I am trying to do multi-class image classification.
I am trying to debug my network for potential bugs so training and validating are on the same subset of data. Logically, the training and validation loss should decrease and then saturate which is happening but also, it should give 100% or a very large accuracy on the valid set( As it is same as of training set), but it is giving 0% accuracy.
So I am wondering whether my calculation of accuracy is correct or not? Below is my code, could you please check and point me if there are any bugs which I am not able to figure it out.
model.eval()
for batch_idx, (data, target) in enumerate(loader['valid']):
# move to GPU
if torch.cuda.is_available():
data, target = data.cuda(), target.cuda()
# update the average validation loss
output = model(data).squeeze()
output = torch.unsqueeze(output, 0)
loss = criterion(output, target) # changes
valid_loss += ((1 / (batch_idx + 1)) * ((loss.data) - valid_loss))

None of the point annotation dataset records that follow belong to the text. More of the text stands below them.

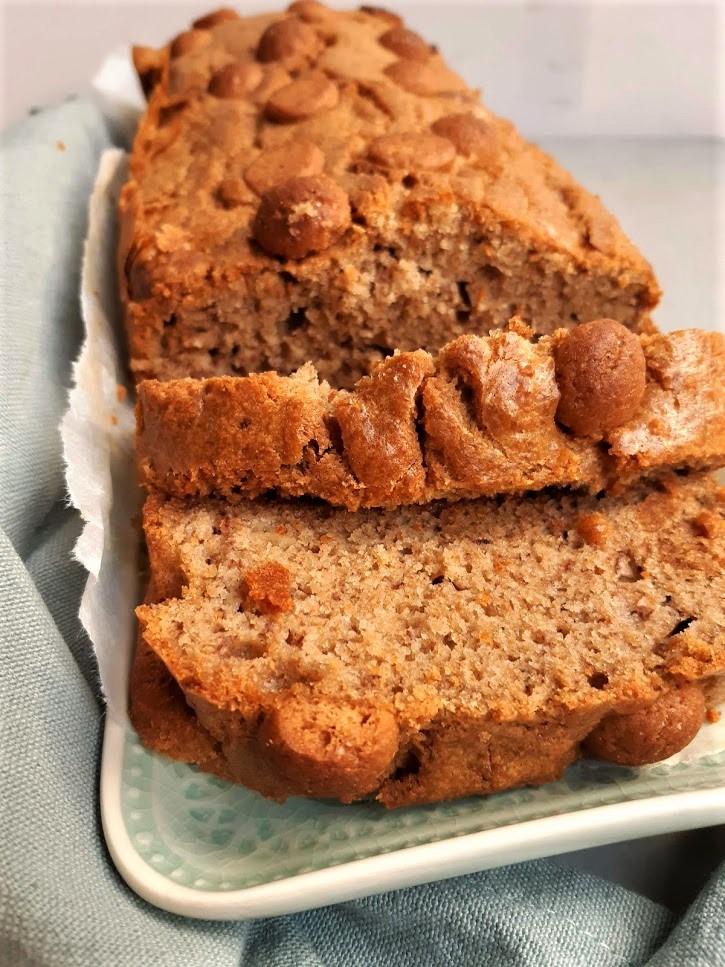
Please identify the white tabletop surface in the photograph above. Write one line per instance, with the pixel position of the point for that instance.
(669, 195)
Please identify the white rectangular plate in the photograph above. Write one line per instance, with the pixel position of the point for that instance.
(194, 845)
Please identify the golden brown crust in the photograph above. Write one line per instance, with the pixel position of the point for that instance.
(651, 733)
(326, 749)
(600, 368)
(164, 721)
(480, 419)
(454, 217)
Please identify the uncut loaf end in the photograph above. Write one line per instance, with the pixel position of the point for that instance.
(319, 185)
(436, 651)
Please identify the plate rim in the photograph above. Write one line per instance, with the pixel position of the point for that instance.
(397, 869)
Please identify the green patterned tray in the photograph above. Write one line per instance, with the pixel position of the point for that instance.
(196, 845)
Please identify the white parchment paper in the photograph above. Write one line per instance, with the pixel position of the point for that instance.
(98, 430)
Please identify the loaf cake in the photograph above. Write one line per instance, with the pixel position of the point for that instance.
(319, 185)
(431, 652)
(593, 408)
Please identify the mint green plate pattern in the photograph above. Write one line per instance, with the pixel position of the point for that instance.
(212, 836)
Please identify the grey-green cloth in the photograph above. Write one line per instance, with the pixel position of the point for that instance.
(61, 900)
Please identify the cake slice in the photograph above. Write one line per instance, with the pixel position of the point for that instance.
(319, 185)
(592, 408)
(440, 651)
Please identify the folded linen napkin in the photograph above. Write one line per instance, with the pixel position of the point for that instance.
(61, 900)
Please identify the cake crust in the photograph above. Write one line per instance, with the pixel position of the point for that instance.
(321, 186)
(483, 417)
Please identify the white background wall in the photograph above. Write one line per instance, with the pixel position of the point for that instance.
(584, 68)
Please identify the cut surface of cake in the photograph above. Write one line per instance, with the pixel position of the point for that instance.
(319, 185)
(440, 651)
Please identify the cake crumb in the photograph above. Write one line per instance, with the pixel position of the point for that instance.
(267, 588)
(593, 528)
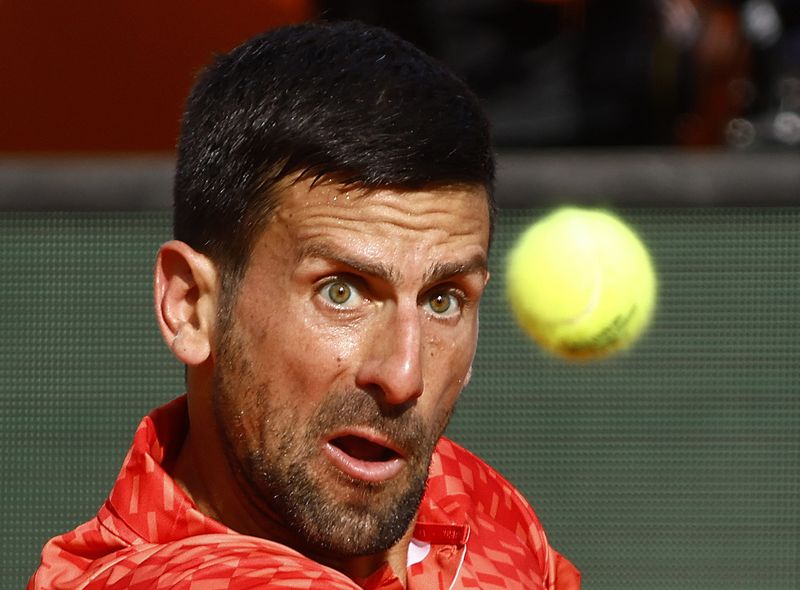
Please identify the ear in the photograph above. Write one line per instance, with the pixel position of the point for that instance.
(185, 291)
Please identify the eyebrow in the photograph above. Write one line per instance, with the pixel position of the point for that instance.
(376, 269)
(439, 271)
(444, 270)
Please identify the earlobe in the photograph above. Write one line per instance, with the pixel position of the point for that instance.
(185, 294)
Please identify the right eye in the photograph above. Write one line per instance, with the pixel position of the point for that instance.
(341, 294)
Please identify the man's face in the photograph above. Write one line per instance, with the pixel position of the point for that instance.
(350, 338)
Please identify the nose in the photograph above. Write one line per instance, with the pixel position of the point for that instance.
(392, 365)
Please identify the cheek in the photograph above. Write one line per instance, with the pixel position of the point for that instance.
(448, 357)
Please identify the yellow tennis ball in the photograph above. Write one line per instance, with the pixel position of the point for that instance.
(581, 283)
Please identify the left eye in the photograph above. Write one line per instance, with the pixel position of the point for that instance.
(341, 294)
(443, 303)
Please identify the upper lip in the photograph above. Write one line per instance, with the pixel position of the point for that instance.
(370, 435)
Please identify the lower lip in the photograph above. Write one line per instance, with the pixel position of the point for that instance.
(370, 471)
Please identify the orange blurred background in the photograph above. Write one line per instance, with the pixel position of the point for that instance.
(95, 76)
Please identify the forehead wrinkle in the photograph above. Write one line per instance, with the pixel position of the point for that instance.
(372, 268)
(443, 270)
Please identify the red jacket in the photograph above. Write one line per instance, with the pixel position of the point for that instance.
(474, 530)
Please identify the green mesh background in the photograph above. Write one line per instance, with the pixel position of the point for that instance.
(675, 465)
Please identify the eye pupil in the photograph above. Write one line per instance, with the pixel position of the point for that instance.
(339, 292)
(440, 303)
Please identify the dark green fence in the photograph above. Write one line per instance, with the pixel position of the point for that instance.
(673, 466)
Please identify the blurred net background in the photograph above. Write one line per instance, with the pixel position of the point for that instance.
(675, 465)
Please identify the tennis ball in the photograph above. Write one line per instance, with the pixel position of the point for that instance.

pred = output.data.max(1, keepdim=True)[0]
correct += np.sum(np.squeeze(pred.eq(target.data.view_as(pred)).cpu().numpy()))
total += data.size(0)
accuracy = 100. * (correct/total)
print('Epoch: {} \tTraining Loss: {:.6f} \tValidation Loss: {:.6f} \t Validation Accuracy: {:.6f}'.format(
epoch,
train_loss,
valid_loss,
accuracy
))
When using pred = output.data.max(1, keepdim=True)[0] the 0 index is the maximum value and the first index the argmax. You probably want to compare the argmax of your predictions with your target labels, so pred = output.data.max(1, keepdim=True)[1] should work.

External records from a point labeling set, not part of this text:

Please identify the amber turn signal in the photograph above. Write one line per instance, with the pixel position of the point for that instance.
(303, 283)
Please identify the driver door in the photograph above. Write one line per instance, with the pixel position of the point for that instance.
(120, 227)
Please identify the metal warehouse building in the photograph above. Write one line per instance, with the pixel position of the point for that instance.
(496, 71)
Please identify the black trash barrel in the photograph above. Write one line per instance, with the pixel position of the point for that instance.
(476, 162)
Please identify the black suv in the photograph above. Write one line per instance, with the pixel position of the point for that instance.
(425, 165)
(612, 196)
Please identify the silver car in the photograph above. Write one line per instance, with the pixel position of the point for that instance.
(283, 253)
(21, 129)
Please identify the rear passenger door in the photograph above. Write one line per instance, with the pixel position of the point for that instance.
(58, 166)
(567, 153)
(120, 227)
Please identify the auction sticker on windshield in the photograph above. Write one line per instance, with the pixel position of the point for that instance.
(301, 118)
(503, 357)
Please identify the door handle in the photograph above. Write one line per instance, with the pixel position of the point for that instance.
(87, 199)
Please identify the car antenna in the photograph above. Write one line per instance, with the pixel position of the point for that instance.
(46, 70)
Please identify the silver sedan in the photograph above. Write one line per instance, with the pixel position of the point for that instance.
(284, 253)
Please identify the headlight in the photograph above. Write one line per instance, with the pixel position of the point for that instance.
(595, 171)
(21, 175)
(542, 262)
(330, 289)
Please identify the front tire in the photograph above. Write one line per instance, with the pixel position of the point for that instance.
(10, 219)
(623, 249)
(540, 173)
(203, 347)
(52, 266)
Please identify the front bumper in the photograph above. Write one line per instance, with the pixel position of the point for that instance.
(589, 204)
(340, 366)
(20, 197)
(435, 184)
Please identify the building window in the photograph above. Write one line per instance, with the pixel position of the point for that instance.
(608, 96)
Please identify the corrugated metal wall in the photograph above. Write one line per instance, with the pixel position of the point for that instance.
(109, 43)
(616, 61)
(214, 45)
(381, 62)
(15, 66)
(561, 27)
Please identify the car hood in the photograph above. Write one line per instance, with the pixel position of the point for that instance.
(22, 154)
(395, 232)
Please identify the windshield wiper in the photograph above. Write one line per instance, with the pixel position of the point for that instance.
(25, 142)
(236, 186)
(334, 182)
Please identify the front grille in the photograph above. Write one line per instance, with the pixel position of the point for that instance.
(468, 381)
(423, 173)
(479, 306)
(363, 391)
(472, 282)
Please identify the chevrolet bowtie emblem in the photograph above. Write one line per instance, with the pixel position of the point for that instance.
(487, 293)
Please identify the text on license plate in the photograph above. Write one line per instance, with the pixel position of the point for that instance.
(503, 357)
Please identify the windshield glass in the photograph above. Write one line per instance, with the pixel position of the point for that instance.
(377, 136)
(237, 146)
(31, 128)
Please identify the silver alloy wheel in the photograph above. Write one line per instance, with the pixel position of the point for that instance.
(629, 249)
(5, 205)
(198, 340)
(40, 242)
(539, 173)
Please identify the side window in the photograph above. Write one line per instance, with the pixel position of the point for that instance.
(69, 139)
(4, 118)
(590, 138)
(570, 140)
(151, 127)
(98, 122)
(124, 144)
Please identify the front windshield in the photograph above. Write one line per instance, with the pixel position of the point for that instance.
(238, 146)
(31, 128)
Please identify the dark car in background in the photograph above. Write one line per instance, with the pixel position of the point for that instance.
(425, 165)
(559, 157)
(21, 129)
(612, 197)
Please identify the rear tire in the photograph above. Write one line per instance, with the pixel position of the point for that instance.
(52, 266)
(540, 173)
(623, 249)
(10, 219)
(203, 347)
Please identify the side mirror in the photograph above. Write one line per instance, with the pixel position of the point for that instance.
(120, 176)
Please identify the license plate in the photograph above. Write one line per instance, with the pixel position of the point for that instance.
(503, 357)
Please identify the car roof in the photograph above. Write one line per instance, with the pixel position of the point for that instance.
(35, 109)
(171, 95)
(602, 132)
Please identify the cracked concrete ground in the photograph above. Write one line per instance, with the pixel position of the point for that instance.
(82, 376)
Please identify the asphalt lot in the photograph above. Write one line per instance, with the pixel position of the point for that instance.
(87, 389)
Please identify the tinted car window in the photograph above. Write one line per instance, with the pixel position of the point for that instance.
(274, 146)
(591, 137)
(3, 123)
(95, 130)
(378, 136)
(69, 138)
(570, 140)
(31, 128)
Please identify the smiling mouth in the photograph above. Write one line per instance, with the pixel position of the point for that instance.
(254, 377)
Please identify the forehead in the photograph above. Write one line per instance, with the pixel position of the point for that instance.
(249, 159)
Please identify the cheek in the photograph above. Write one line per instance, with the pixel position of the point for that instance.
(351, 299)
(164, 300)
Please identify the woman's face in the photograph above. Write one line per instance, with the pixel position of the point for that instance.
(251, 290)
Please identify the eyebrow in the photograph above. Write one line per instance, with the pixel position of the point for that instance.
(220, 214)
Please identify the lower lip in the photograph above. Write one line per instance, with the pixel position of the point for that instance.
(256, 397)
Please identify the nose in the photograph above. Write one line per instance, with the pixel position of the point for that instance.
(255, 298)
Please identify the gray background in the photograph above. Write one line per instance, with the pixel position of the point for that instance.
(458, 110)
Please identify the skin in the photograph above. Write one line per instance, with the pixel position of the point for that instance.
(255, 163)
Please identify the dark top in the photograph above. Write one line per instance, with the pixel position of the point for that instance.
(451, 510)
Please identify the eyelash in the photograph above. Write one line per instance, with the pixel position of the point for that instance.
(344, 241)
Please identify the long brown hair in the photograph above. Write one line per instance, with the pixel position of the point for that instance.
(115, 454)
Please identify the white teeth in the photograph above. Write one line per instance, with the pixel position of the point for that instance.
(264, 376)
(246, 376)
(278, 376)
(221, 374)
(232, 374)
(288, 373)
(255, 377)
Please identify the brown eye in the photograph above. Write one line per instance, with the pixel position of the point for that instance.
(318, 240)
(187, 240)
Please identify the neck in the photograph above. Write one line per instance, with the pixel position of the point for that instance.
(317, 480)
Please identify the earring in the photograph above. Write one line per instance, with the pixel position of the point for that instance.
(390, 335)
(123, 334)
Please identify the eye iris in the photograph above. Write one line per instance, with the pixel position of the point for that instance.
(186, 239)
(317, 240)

Thanks @Caruso for answering.
It works but there is a blind spot in my understanding which I am able to catch slightly but I want to clear it up more.
Suppose model will predict the following probabilities - 0.14, 1.2, -0.3
how the index’s are mapped with the labels, like how do we know that the first index is mapping to the first label and similarly the other indexes too
Just to be precise, these are not “probabilities.” (If they were, they
would be values between 0 and 1 that sum to 1.) They are most
likely the output of a final Linear layer (with no subsequent non-linear
“activation”), and should be understood as raw-score logits.
The output of a model means whatever you train it to mean.
If your target values are “integer categorical labels,” and your criterion (loss function) is CrossEntropyLoss, then you will
be training your model so that the[0] element of its output maps
to the class whose integer class label is 0, element [1] maps to
class label 1, and so on.
To reiterate, the relationship between the output of your model and
the class labels you use to train your model depends entirely on what
you train your model to do.
Thank You KFrank.
That resolved my doubt and was really helpful.
I have one more thing - In this case, I have integer categorical labels but they are starting from 1 not 0, so do I need to convert them to start from 0 to get them mapped to the [0] element.